The Wall Street Journal reports that the more affluent Medicare recipients will pay more for their coverage and for Part D.  There will also be less plans to choose from as the insurers consolidate plans and remove them from certain areas.  Also changing for the better is the benefit section under traditional Medicare.  There will be allowed annual physicals and screenings for cancer.  The times allowed for switching plans are also being changed.

Another story from the People's Republic of Massachusetts again shows that most people of the Republic are insured but they can not see a physician.  The EDs remain full due to a lack of physicians staying in the Republic post training.

A report from Bloomberg states that the health insurers have paid just over $86 million to the US Chamber of Commerce to oppose Obamacare.  They were successful in getting rid of the Public Option.    

The New York Times has an article regarding the starting of mergers of hospitals and doctor groups that may tend to increase costs and decrease care so the medical combines can profit share.  These new combines called Accountable Care Organizations are focusing on getting the anti-trust laws changed so they can start to get to gouge the public. The other thing that is happening is the formation of integrated regional networks that will also be able to command more money. As Confucius said, "May you live in interesting times." 

The AMA has come out against prior authorization as it is detrimental to patient care.  It also is expensive to administer costing physicians between $28 and $31 Billion per year.

The Washington Post reports that the limiting of funds to the Medicare Advantage plans is going well with no real problems.  They are taking the 20,000 foot approach.  However, back on Earth there are problems with both seniors and commercial enrollees unable to access their long time physicians.  The grand scheme is that there are less plans in less locations giving less benefits.  Most of this was in the works prior to the passage of Obamacare.  This means that about 1/10 of the people in the Medicare advantage program must choose new plans with potentially different physicians and definitely different benefits.  This is for 2011 when the decrease is only 2% instead of the 12% by the end of the decade.

The head of the Royal College of GPs in England is warning that physicians may expect demonstrations outside their offices due to the placing of responsibility for life saving drugs on the physicians.  It is my opinion that the physicians who do not stand up for their patients should not be in practice.  I hope the physicians in England have more spine than their leader.       Top


All know that hospitals are not a place one wants to be.  Now we know why, especially for the over sixty-five set.  A study from the Office of the Inspector General for HHS has shown tat one in every seven Medicare patients who are hospitalized are harmed by a medical error.  The most common are med errors and the least common are wrong sided surgery.  Approximately 44% of the errors are preventable.  This does not endear one to the hospitals and their management. 

A study came out showing that hospitals if they have enough clout get higher fees than their competitors.

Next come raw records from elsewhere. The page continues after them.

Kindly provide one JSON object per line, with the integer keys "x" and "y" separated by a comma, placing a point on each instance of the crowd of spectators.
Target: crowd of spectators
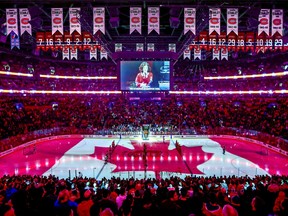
{"x": 198, "y": 196}
{"x": 21, "y": 115}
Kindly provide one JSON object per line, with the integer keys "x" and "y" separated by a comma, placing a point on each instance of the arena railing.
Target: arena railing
{"x": 268, "y": 139}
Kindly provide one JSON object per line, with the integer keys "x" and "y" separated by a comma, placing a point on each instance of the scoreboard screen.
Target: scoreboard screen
{"x": 145, "y": 75}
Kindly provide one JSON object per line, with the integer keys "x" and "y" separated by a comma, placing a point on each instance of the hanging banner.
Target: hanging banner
{"x": 222, "y": 40}
{"x": 278, "y": 42}
{"x": 74, "y": 16}
{"x": 264, "y": 21}
{"x": 12, "y": 20}
{"x": 190, "y": 20}
{"x": 98, "y": 20}
{"x": 103, "y": 53}
{"x": 87, "y": 40}
{"x": 49, "y": 41}
{"x": 93, "y": 52}
{"x": 215, "y": 54}
{"x": 250, "y": 41}
{"x": 153, "y": 19}
{"x": 260, "y": 39}
{"x": 232, "y": 41}
{"x": 135, "y": 19}
{"x": 14, "y": 39}
{"x": 150, "y": 47}
{"x": 203, "y": 40}
{"x": 58, "y": 41}
{"x": 232, "y": 20}
{"x": 277, "y": 21}
{"x": 77, "y": 40}
{"x": 118, "y": 47}
{"x": 140, "y": 47}
{"x": 197, "y": 53}
{"x": 68, "y": 39}
{"x": 187, "y": 53}
{"x": 57, "y": 20}
{"x": 40, "y": 40}
{"x": 74, "y": 53}
{"x": 66, "y": 53}
{"x": 25, "y": 18}
{"x": 214, "y": 20}
{"x": 224, "y": 54}
{"x": 241, "y": 41}
{"x": 212, "y": 43}
{"x": 172, "y": 48}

Guess what?  The hospitals disagreed with the report calling it deeply flawed.  The report also found the hospital reputation contributed to very high payments compared to peers. 

Maryland is studying hospitals that place cardiac stents.  They will try to identify those that require further study.  They are looking at the amount of stents done as opposed to the need.  The investigators should use the material available at the National Cardiovascular Data Registry which is more detailed.       Top


  DISCLAIMER: Although this article is updated periodically, it reflects the author's point of view at the time of publication. Nothing in this article constitutes legal advice. Readers should consult with their own legal counsel before acting on any of the information presented.